Jokingly, he told the interviewer that the student pastorates he held while in seminary helped him realize that his calling lay elsewhere. “I’m awfully glad that something, whatever it was, spared me for what I can do best

. “When I look back, the people to whom I am most indebted are the warm and patient and loving people of Brandon and Weir and Loco who could, despite what I said between 11 and 12 o’clock, have me to dinner at 12:30 and still be a friend,” he recalls.

After serving as Johnson’s personal assistant, Moyers became executive assistant during the 1960 presidential campaign when Johnson ran for vice-president on the ticket with John F. Kennedy.

After serving as associate director and deputy director of the Peace Corps, he became President Johnson’s special assistant and press secretary.

His career also has included being publisher of Newsday, and a renowned broadcaster with CBS, PBS and NBC.

During his 25 years of broadcasting, Moyers has pursued a spectrum of journalism, for which he has received many awards, including 30 Emmys, the George Foster Peabody Award for political reporting and international coverage and the prestigious Gold Baton, which is the highest award of the Alfred I. DuPont Columbia University Awards.

Columbia University president Michael Sovern has called Moyers “a unique voice, still seeking new frontiers in television, daring to assume that viewing audiences are willing to think and learn.”

Political reporter Claudia Dreifus interviewed Moyers for a magazine piece and wrote that in person he “has that same strong face, that same inquiring expression, that same intense intelligence that make him such a remarkable interviewer.”

He has produced such programs as “The Secret Government,” “The Constitution in Crisis,” “God and Politics,” “Healing of the Mind,” and “Amazing Grace.” Perhaps his most famous interview was a series of six featuring Sarah Lawrence College professor Joseph Campbell and entitled “Joseph Campbell and the Power of Myth.”
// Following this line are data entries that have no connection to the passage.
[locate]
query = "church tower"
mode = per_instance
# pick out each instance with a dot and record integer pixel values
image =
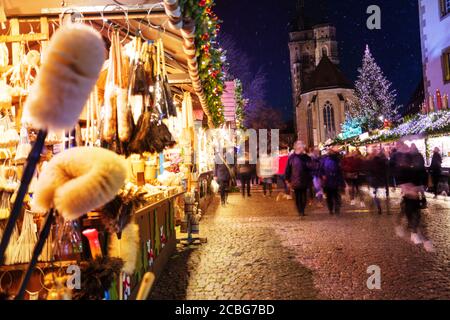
(307, 45)
(320, 91)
Moyer’s latest production is Genesis: A Living Conversation with Bill Moyers. This production is a ten-part series which premiers on PBS, Wednesday, October 16, at 8:00 p.m. The remaining nine programs will air on consecutive Sundays beginning October 20, at 6:00 p.m. Genesis: A Living Conversation with Bill Moyers is also a published book which will be available at the convention.

Moyers is married to the former Judith Davidson. They have three children.